- Venue: London Olympic Stadium
- Dates: 8 September
- Competitors: 17 from 11 nations

Medalists
- 1st place, gold medalist(s):  / Fanie van der Merwe / South Africa
- 2nd place, silver medalist(s):  / Liang Yongbin / China
- 3rd place, bronze medalist(s):  / Roman Kapranov / Russia

= Athletics at the 2012 Summer Paralympics – Men's 100 metres T37 =

The Men's 100 metres T37 event at the 2012 Summer Paralympics took place at the London Olympic Stadium on 8 September.

==Records==
Prior to the competition, the existing World and Paralympic records were as follows.

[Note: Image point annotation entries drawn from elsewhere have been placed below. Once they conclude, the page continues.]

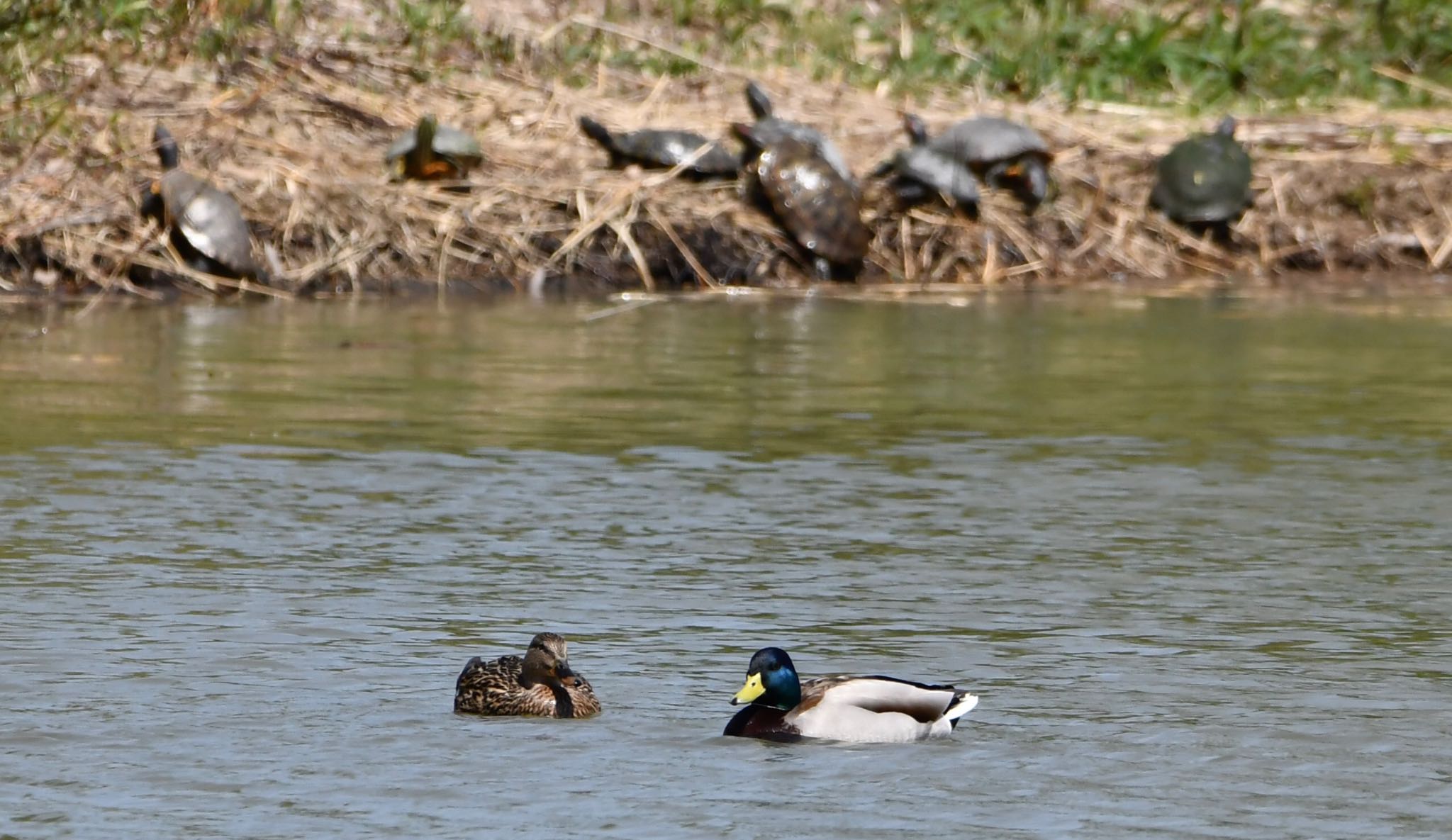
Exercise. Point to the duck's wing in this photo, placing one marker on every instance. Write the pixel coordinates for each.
(484, 682)
(883, 694)
(583, 700)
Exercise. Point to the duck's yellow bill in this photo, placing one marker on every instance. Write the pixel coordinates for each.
(751, 691)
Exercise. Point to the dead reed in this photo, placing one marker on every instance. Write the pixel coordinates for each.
(298, 138)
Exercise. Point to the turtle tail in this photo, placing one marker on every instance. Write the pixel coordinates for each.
(601, 135)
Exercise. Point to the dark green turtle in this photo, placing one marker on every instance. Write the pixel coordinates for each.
(809, 199)
(662, 148)
(206, 225)
(771, 128)
(921, 174)
(1204, 181)
(433, 152)
(1003, 152)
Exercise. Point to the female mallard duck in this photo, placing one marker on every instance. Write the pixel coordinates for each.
(540, 683)
(844, 708)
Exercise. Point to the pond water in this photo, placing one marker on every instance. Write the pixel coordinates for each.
(1195, 557)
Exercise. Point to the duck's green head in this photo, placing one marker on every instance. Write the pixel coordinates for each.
(771, 681)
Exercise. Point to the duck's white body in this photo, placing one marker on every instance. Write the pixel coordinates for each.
(842, 708)
(878, 710)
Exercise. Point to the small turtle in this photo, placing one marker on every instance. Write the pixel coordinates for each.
(920, 173)
(662, 148)
(771, 128)
(809, 199)
(206, 224)
(1003, 152)
(433, 152)
(1204, 181)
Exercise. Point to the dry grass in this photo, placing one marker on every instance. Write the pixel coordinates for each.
(299, 142)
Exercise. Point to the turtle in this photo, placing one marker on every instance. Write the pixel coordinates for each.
(817, 206)
(1204, 181)
(433, 152)
(206, 225)
(771, 128)
(920, 173)
(1003, 152)
(662, 148)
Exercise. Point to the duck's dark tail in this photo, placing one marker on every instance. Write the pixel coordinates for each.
(963, 702)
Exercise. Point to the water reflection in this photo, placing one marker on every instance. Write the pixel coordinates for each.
(1194, 561)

| World record | Fanie van der Merwe (RSA) | 11.52 | Germiston, South Africa | 5 February 2012 |
| Paralympic record | 11.83 | Beijing, China | 12 September 2008 |
Broken records during the 2012 Summer Paralympics
| World record | Fanie van der Merwe (RSA) | 11.51 | London, United Kingdom | 8 September 2012 |
| World record | Liang Yongbin (CHN) | 11.51 | London, United Kingdom | 8 September 2012 |

==Results==

===Round 1===
Competed 8 September 2012 from 19:16. Qual. rule: First 3 in each heat (Q) plus the 2 fastest other times (q) qualified.

====Heat 1====

| Rank | Athlete | Country | Time | Notes |
|---|---|---|---|---|
| 1 | Fanie van der Merwe | South Africa | 11.52 | Q, =WR |
| 2 | Mostafa Fathalla Mohamed | Egypt | 11.55 | Q, PB |
| 3 | Roman Kapranov | Russia | 11.61 | Q, RR |
| 4 | Shang Guangxu | China | 11.63 | q, RR |
| 5 | Rhys Jones | Great Britain | 12.19 | PB |
| 6 | Jelmar Bos | Netherlands | 12.23 |  |
| 7 | Benjamin Ivan Cardozo Sanchez | Mexico | 12.63 | SB |
| 8 | Vladislav Barinov | Russia | 12.85 | SB |
| 9 | Marcel Houssimoli | Vanuatu | 14.55 | SB |
|  |  |  | Wind: -1.3 m/s |  |

====Heat 2====

| Rank | Athlete | Country | Time | Notes |
|---|---|---|---|---|
| 1 | Liang Yongbin | China | 11.63 | Q, =RR |
| 2 | Omar Monterola | Venezuela | 11.68 | Q, RR |
| 3 | Gocha Khugaev | Russia | 11.91 | Q, PB |
| 4 | Sofiane Hamdi | Algeria | 12.01 | q |
| 5 | Charl du Toit | South Africa | 12.11 |  |
| 6 | Ma Yuxi | China | 12.14 | SB |
| 7 | Andrea Dalle Ave | South Africa | 12.18 | PB |
| 7 | Lucas Ferrari | Brazil | 12.18 | PB |
|  |  |  | Wind: -1.0 m/s |  |

===Final===
Competed 8 September 2012 at 10:00.

| Rank | Athlete | Country | Time | Notes |
|---|---|---|---|---|
| 1st place, gold medalist(s) | Fanie van der Merwe | South Africa | 11.51 | WR |
| 2nd place, silver medalist(s) | Liang Yongbin | China | 11.51 | WR |
| 3rd place, bronze medalist(s) | Roman Kapranov | Russia | 11.56 | RR |
| 4 | Shang Guangxu | China | 11.63 | =PB |
| 5 | Mostafa Fathalla Mohamed | Egypt | 11.67 |  |
| 6 | Sofiane Hamdi | Algeria | 11.80 |  |
| 7 | Gocha Khugaev | Russia | 11.89 | PB |
| 8 | Omar Monterola | Venezuela | DQ |  |
|  |  |  | Wind: +0.4 m/s |  |

Q = qualified by place. q = qualified by time. WR = World Record. RR = Regional Record. PB = Personal Best. DQ = Disqualified.